The Vulnerable Twenty Group (V20) was formed to change that.

Who are the V20?

The V20 is a coalition of finance ministers from the countries that are most vulnerable to the impacts of climate change, spanning Africa, Asia, the Pacific, the Caribbean, and Latin America. The name is a deliberate misnomer, an ironic reference to the G20, which defines itself by its towering economies. Instead, this 74-strong group of countries makes their shared vulnerability to climate change the source of their collective power.


The ministers represent over 1.7 billion people who are living out the worst-case scenarios of a warming world. Farmers whose crops are shriveling under drought or lost in floods; laborers whose working days are cut short under sweltering heat, gutting their income; fishers whose communities are disappearing alongside fish and coral. These communities are on the frontlines of climate change, a dire warning to others about what will happen without urgent action. The V20 gives these people a voice on the world stage, keeping the very impacts of climate change on the global agenda and in financial decisions.
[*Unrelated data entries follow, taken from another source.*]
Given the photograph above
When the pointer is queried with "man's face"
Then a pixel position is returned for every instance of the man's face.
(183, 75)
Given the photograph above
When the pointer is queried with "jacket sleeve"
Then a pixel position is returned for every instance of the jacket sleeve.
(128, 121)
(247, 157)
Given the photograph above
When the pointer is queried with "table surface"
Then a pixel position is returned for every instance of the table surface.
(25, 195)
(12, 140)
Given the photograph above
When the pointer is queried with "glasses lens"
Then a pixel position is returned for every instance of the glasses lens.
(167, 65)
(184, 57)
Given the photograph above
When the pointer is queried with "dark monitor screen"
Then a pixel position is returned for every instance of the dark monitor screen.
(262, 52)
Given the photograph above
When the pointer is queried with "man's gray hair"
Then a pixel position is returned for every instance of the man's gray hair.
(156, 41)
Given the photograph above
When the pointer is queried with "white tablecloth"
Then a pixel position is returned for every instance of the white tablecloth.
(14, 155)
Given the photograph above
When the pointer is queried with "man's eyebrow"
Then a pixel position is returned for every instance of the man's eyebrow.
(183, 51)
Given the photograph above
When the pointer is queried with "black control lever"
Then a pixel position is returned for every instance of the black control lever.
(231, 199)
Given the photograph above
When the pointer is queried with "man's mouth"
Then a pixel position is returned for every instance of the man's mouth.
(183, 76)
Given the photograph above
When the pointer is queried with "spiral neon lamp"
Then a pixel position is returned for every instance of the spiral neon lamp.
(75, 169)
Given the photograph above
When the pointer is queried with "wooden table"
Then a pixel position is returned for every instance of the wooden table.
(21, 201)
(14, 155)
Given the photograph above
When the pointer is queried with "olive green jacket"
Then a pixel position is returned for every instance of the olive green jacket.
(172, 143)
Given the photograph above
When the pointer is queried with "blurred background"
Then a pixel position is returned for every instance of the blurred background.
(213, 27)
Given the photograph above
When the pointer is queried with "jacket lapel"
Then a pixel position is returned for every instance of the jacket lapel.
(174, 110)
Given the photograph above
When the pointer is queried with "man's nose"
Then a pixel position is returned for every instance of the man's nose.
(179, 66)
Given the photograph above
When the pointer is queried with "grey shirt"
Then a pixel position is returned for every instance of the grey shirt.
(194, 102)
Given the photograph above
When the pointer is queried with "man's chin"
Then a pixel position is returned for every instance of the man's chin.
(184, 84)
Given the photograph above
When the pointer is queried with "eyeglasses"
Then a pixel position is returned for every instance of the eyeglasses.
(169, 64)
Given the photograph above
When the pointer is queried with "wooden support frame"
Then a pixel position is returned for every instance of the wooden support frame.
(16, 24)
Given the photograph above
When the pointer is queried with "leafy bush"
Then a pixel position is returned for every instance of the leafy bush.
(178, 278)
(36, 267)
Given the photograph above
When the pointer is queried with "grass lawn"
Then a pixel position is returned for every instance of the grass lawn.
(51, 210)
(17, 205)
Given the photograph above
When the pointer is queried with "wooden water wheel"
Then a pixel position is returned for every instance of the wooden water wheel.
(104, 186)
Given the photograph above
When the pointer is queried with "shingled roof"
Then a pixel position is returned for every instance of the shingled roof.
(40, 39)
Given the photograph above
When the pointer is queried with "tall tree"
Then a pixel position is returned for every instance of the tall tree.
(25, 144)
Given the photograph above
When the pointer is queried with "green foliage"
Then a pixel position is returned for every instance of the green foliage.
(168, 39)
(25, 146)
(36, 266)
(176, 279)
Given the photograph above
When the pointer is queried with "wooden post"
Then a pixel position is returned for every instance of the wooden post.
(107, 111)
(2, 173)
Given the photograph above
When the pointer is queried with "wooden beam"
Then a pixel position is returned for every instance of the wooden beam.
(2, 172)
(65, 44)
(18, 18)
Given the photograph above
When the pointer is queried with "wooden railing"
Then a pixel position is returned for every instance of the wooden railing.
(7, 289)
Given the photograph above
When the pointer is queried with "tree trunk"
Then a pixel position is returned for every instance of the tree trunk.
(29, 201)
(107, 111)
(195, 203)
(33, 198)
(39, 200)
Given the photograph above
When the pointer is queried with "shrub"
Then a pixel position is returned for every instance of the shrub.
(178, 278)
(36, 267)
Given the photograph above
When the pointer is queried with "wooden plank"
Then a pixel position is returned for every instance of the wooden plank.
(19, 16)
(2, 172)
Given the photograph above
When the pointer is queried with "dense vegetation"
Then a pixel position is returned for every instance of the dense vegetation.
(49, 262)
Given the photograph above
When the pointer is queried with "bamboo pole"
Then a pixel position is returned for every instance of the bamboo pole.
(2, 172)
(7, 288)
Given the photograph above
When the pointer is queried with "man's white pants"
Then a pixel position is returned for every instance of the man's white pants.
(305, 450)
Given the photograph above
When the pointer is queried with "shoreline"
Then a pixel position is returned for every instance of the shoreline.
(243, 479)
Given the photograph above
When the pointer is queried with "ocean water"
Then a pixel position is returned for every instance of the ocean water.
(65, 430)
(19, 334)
The V20’s mission: a fairer response to climate change

The V20 focuses specifically on the economics of climate adaptation. They are advocates for international finance reform, which will be urgently needed. As it stands today, the nations of the Vulnerable 20 are doubly condemned: once by climate change, and again by economics.

Between 2000 and 2019, climate change wiped an eyewatering $525 billion from the budget of V20 countries. Simultaneously, their economies are hamstrung by global debt. Estimates from the V20 put the total debt carried by V20 countries at $1 trillion, with multilateral development banks standing as the largest creditor group. And these hefty bills are coming due. In 2024, the V20 estimated that debt service payments may total over $131 billion.

V20 leaders advocate for relief scenarios, rethinking repayment terms and financing to give these economies much-needed breathing room. Extending repayment terms could cut payments by $267 billion, or lowering interest rates could save countries $454 billion. The argument for finance reform is more than a moral one, but also a practical one: if these economies destabilize, the domino effect will be devastating, even for the titan economies of the Global North.

The V20 's members have wielded their influence in the landmark climate decisions of the decade, including the Loss and Damage Fund and the Glasgow Climate Pact.

Beyond advocacy, the V20 has also launched practical tools to address the needs of its members. One notable initiative is the Global Shield against Climate Risks with the G7, aiming to close the protection gap through mobilizing insurance and disaster risk finance. It also established the CVF & V20 Joint Multi Donor Fund to support climate action and the implementation of Nationally Determined Contributions (NDCs) in member states.

Changing climate, changing politics

The fight against climate change plays out as much in political decision-making as it does on the ground. With economies already feeling the impact of a warming world, the V20 will only grow in importance as a driver of more equitable transition.

Beyond the practical changes the group champions, the V20 offers a blueprint for climate leadership defined not just by economic prowess, but by moral clarity and lived experience. Collectively, the V20 demands that the global conversation shift away from viewing climate action as mere aid and instead recognize it as justice and investment in a shared future. In doing so, they reframe the climate crisis for what it truly is: a global reckoning over who pays, who decides, and who survives.